Inside the eval_expr method, the interpreter decomposes the expression into its contents, which include the line number it was written
on in the original COOL code (line), the type of the expression (typ_expr), and the expression itself (exp). Based on exp, the interpreter
enters a switch statement. Different processes are applied depending on if exp qualifies as an Identifier, Assign, Dynamic Dispatch, Static
Dispatch, Self Dispatch, If, While, Block, New, Isvoid, Plus, Minus, Times, Divide, Lt (less than), Eq (equal to), Le (less than or equal
to), Not, Negate, Integer, String, boolean (True or False), Let, Case, or Internal statement. These individual options in the switch
statement are explained in more detail below, but essentially each element of an expression and its attributes are evaluated recursively
by eval_expr until it reaches a basic type that requires no more evaluation, then each case returns the value the expression evaluated to,
and the updated store sto that contains the side effects of evaluating the expression. This means that values are updated as they are
changed by the effects of the COOL code.
A number of helper functions make the processes in the interpreter easier. The method new_loc, which takes in the current store (sto)
as a variable, and uses this to return the next available location in the LocationMap that does not contain a value. The recursive method
fill_locs takes a list of the type we made earlier, location, as well as a list of values and the current store. Based on these, via a
switch statement, the head value in the list of values is inserted into the head store of the list of locations, and then fill_locs is
called recursively to fill the remaining locations with the remaining values. The next helper method, fill_sto_entry, in effect performs
a similar task to fill_locs, except that it fills one individual location in the store with the value given, returning an updated store
with the new value in it. The next method, fill_env_entry, does the same, filling a location with a name (rather than a value) in the
environment map and returning the updated environment.
Inside eval_expr there are a number of helper functions, labelled as “INTERNAL HELPERS” in the comments. The first of these is the
recursive dispatch_process, which accepts the arguments args passed into a dispatch expression, as well as the current store, and a list
lst, which is passed in as empty in every use of this method, like an accumulator list. For each argument in args, the method uses
eval_expr on the argument, getting the value v of the expression and an updated store (sto2). The value v of the expression is added to
the accumulation list before the method recursively calls itself until there is no further expression in the args list.
The next internal helper method for eval_expr is get_l, which takes a number n of locations to create, a list (lst) to add these
locations to (once again, this list (lst) is always empty to start) and the current store (sto) to add this location information to.
The method updates the store (sto) as the accumulator list (lst) grows.
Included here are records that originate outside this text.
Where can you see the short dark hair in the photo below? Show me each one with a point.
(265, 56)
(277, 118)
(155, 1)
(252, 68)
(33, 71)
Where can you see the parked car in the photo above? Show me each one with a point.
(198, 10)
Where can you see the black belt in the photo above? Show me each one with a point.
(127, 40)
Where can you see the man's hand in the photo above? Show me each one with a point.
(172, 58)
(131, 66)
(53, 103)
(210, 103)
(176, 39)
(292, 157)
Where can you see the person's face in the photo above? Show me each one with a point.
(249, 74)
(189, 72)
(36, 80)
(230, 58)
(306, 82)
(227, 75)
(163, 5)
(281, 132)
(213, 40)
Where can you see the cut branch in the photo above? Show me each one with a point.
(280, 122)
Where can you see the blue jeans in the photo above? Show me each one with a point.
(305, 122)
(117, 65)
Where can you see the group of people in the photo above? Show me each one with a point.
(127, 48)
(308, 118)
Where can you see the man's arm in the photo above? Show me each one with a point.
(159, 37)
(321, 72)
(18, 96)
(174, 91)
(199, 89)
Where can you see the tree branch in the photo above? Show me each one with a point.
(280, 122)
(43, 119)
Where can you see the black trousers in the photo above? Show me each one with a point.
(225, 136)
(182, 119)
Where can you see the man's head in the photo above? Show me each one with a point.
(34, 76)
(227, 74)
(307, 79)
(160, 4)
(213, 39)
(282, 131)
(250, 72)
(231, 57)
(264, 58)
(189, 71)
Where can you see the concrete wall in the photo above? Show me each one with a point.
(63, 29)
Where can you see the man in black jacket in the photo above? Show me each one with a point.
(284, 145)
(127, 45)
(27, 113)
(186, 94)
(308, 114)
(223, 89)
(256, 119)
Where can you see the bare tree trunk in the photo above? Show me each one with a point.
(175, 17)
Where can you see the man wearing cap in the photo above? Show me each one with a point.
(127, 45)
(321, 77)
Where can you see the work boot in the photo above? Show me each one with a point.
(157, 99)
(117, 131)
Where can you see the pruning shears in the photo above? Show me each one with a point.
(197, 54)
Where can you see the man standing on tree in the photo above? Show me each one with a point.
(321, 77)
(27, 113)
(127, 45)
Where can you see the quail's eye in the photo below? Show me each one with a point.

The method ends when there are n new, unused locations added to lst.
The next helper method, get_default_vals, takes an accumulator list acc and a type (typ) and determines what default value should be
added to the accumulator based on the (typ) passed in. For example, “String” would return the default value of a String with length 0 and
value of an empty string, aka String(0,””).
The last helper method within eval_expr is used to compute algebra. It is called compute_arithmetic, and it accepts two values, the
operation to be applied between them, and a boolean describing whether or not the operation is division (in order to catch division-by-zero
errors). Based on the values passed in, if they are both integers then the desired operation is carried out and the result and updated
store containing it (sto3) are returned. If division occurred, as long as the divisor was not zero, the same will be true. If the divisor
was zero then an error will be printed and the system will exit. If the two values were not both ints, then an error will be printed and
the system will exit.
In the switch statement where the team chose to evaluate expressions, eval_expr, we chose to first complete DynamicDispatch, New, and
every Internal. In terms of the “hello world” test for P5c, this seemed like a wise decision, but it did slow our progress down when it
came to getting meaningful output on errors in SLUGS. Let statements, identifiers, blocks, static dispatch, and self dispatch were
important in providing those errors, so if we were to redo the project perhaps we’d prioritize those over handling String.copy and
similar expressions. Overall, a significant portion of time was also spent ensuring that the stores were updating correctly and that
updated stores were used as they came, rather than turning back to old ones (i.e. using sto instead of sto3 where applicable).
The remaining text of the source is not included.